Previo a su renuncia, el todavía comandante en jefe del Ejército más letal del mundo, tuvo a bien dar la cara ante los medios de comunicación, precisamente ante los directores de los principales diarios de circulación nacional de la época, a través de una rueda de prensa donde dio respuesta a todos los cuestionamientos derivados del escándalo de espionaje político en contra del Partido Demócrata.

Otro caso más reciente y digno de recordar fue el escándalo sexual que involucraba a una pasante de la Casa Blanca de nombre Mónica Lewinsky y el entonces presidente William Clinton. En esta ocasión también el presidente decidió salir ante el reflector de los medios a dar una explicación y narrar su versión de los hechos. En ambos casos, a pesar de ser “el hombre líder del mundo libre” ambos debieron salir a la luz pública y afrontar los problemas en que se involucraron y que provocaran que sus presidencias tambalearan.

Lamentable es que del lado sur del Río Bravo, la historia es completamente opuesta. Aquí nunca se da la cara, siempre se sale por la tangente o peor aún se trata de justificar el problema a través de un tercero (llámese vocero o jefe de comunicación social), aunque en la mayoría de las veces y aprovechando la poca memoria histórica además de la ignorancia del pueblo, la contestación del gobierno se da a través del documento “más verídico” que podremos encontrar: un comunicado de prensa de carácter oficial.

Yo no me imagino al presidente Peña Nieto dando una rueda de prensa abierta y sin preguntas preestablecidas para dar su versión de los hechos respecto a los conflictos de interés en que su persona, su familia y sus allegados tuvieron con el contratista del Estado de México llamado Grupo Higa. Tampoco imagino una respuesta clara y de frente sobre la misteriosa cancelación de la licitación para la construcción del tren rápido México-Querétaro.

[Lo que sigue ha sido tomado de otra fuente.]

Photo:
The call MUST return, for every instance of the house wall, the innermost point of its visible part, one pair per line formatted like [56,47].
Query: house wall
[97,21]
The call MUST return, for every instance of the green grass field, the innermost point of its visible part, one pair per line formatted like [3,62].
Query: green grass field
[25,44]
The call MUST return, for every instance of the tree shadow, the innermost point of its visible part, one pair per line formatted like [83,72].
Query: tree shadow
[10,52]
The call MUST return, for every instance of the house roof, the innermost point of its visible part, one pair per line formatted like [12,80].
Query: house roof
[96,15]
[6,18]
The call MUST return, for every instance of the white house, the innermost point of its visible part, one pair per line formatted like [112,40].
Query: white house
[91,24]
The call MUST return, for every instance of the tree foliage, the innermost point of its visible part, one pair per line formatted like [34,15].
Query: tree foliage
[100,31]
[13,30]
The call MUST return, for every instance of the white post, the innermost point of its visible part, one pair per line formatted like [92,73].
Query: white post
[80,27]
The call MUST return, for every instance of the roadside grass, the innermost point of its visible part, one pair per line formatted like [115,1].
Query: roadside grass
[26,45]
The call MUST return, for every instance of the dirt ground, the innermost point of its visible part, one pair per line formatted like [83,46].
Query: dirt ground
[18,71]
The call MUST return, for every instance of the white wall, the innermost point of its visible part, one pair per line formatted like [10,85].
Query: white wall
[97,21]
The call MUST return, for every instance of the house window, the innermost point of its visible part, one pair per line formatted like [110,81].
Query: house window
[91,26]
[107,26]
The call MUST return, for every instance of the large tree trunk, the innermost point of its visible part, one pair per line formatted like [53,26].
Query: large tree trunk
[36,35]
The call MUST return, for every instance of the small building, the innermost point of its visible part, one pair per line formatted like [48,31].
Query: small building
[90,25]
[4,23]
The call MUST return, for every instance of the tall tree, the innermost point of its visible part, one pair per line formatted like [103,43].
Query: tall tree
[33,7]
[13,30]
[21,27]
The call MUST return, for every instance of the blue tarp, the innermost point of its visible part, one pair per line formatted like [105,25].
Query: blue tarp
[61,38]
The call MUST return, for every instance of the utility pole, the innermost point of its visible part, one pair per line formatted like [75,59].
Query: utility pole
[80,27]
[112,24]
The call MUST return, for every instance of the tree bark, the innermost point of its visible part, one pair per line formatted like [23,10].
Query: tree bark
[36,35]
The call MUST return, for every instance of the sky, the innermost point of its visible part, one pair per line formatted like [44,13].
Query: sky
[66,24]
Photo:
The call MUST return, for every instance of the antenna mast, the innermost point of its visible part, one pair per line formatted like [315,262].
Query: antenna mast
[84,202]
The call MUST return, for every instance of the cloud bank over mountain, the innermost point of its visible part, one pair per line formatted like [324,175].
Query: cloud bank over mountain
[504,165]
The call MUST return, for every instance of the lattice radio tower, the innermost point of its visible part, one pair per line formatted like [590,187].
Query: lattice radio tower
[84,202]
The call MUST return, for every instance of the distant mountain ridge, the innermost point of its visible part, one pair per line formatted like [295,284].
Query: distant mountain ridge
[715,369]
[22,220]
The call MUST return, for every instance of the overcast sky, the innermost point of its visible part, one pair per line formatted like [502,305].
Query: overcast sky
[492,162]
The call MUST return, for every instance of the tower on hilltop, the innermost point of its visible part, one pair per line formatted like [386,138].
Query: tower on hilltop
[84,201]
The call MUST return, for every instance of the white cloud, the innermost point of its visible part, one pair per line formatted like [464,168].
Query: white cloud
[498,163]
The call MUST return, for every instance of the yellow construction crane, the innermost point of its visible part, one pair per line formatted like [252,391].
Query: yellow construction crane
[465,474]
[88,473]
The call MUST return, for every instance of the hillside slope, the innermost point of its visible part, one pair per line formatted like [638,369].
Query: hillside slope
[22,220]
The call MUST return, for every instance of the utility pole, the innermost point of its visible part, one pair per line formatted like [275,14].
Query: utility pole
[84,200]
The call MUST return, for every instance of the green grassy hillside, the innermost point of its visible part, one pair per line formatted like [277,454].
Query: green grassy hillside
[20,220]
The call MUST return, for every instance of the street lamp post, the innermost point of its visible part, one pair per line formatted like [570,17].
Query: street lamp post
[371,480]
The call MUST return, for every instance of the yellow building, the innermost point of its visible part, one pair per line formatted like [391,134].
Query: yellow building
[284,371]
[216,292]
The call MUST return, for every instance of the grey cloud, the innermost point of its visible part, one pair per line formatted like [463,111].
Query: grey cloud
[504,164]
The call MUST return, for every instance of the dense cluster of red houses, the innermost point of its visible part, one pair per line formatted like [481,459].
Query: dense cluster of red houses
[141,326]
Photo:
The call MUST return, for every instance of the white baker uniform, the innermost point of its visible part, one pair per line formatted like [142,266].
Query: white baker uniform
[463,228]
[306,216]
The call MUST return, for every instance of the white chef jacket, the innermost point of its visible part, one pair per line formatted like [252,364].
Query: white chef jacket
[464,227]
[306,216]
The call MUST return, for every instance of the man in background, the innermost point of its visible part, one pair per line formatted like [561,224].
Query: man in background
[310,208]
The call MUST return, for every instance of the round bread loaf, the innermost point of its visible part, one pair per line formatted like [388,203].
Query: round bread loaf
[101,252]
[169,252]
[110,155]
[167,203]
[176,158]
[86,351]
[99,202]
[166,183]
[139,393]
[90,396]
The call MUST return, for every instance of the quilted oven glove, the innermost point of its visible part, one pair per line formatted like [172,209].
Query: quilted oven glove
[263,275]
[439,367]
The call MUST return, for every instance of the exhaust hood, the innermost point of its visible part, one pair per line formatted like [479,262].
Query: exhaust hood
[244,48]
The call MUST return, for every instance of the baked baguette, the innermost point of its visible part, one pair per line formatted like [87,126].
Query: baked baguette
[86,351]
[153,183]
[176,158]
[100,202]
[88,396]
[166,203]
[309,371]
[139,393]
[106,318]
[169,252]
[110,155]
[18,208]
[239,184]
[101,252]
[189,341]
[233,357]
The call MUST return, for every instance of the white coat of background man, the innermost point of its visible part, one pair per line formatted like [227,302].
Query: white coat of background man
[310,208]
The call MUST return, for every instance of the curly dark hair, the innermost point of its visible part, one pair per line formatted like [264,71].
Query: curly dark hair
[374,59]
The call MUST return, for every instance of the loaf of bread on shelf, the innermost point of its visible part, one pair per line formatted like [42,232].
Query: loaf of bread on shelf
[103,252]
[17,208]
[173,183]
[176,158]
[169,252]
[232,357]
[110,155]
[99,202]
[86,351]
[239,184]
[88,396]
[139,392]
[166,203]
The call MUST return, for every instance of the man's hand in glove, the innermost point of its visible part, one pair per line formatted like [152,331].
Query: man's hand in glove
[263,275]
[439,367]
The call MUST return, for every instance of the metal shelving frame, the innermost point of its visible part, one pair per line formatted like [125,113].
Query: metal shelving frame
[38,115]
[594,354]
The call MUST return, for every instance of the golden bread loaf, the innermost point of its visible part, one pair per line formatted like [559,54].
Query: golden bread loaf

En México el uso de la lengua es influenciado meramente por los medios, y es que aquí ya no los llamamos escándalos políticos, si no conflictos de interés. Es por eso que nuestro Señor Presidente de la República Licenciado Don Enrique Peña Nieto, tuvo a bien nombrar a Virgilio Andrade Martínez como el nuevo titular de la Secretaría de la Función Pública con el fin de “prevenir y evitar los conflictos de interés” además de reforzar los proceso de control, de fiscalización y de auditoría del H. Gobierno de la República.

La designación no resulta misteriosa de ninguna manera, puesto que no se visualiza novedad alguna donde el gobierno nos quiera ver una vez más la cara y “fingir” por medio de la maquinaria estatal el establecimiento de un órgano de fiscalización y auditoría para evitar la corrupción y ser un gobierno éticamente correcto. Triste es la realidad, donde una Secretaría dependiente de la Administración Pública Federal sea quien vaya a vigilarse a sí mismo.

La separación de poderes para algo existe y eso es un contrapeso para evitar el abuso de competencias y establecer un orden en las funciones de cada uno de ellos. Correcto sería que la fiscalización de la Presidencia estuviese en manos del Congreso de la Unión, ejemplo viable y posiblemente efectivo, lástima que antes deben de presentarse algunas reformas de ley.

Espero que dejemos de tener esa opacidad como ciudadanos de cara a nuestros gobernantes, porque hasta que el día que no alcemos la voz, el Supremo Poder Ejecutivo seguirá siendo llamado el Presidencialismo Mexicano.